September Will Be Psychedelic Awareness Month in Ann Arbor, US Afghan Opium Fiasco, More... (8/18/21)

Pennsylvania's medical marijuana advisory board rejects five potential qualifying conditions, it will be Psychedelic Awareness Month next month in Ann Arbor, and more.

Harvesting opium poppies in Afghanistan. Nearly $9 billion in US anti-drug aid couldn't stop it. (UNODC)
Medical Marijuana

Pennsylvania Board Rejects Adding New Qualifying Medical Conditions. The state Medical Marijuana Advisory Board on Tuesday voted to reject adding five medical conditions to the list of qualifying conditions for medical marijuana use. Those conditions were traumatic brain injury, hepatitis, Hepatitis C, chronic insomnia that isn’t responding to other treatments and major depressive disorder that isn’t responding to other treatments.

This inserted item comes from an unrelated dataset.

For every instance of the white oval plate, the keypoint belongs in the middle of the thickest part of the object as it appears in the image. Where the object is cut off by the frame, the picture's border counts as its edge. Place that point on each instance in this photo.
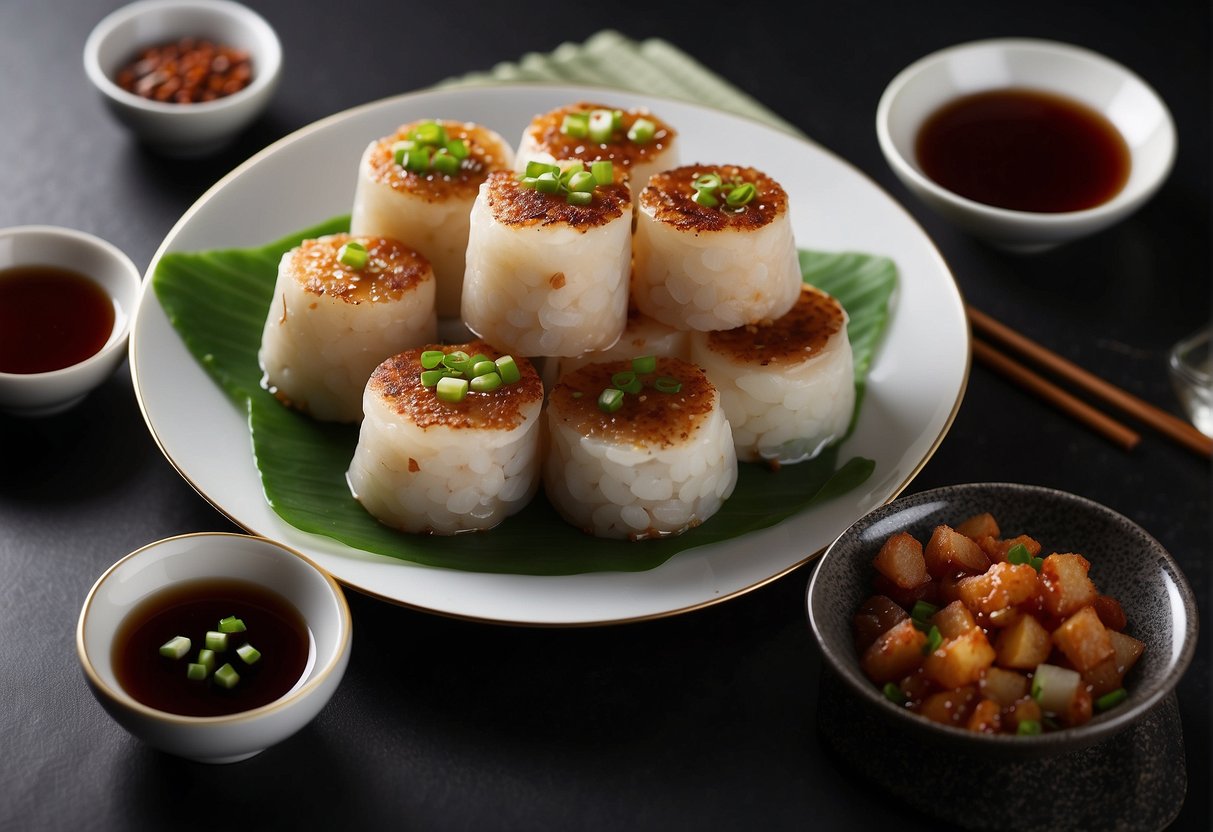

The board has already approved 23 serious medical conditions for medical marijuana use, but board members were concerned the applications for traumatic brain, hepatitis, and Hepatitis C were "overly broad" and cited worries that juveniles with traumatic brain injuries could qualify for medical marijuana. With chronic insomnia and major depressive, the board concluded there was no evidence that medical marijuana would benefit patients with those conditions.

Psychedelics

Ann Arbor Declares September Will Be Psychedelic Awareness Month. The city council voted Monday to officially designate September as Entheogenic Plants and Fungi Awareness Month. The move comes nearly a year after the council voted to decriminalize a wide range of psychedelics and passed on a unanimous vote. "Practices with entheogenic plants/fungi have been considered sacred to human cultures and human relationships with nature for thousands of years," the resolution says. The measure also says the city council "advocates increased awareness and understanding of the potential benefits of entheogens for mental health, personal and spiritual growth, as well as honoring the long standing ancestral practices and relationships with these entheogens."

Foreign Policy

The US Spent Nearly $9 Billion to Suppress Afghan Opium; It Remains World's Largest Opium Producer. As the two-decade American invasion and occupation of Afghanistan comes to an end, it is worth noting that the US tried throughout the occupation to quash the country's opium crop, spending $8.9 billion over the years to do so. To no avail: The UN Office on Drugs and Crime reports that Afghanistan has accounted for more than 80% of global opium production throughout this century and that opium cultivation in the country rose from 150,000 acres in 2002 to more than 450,000 last year.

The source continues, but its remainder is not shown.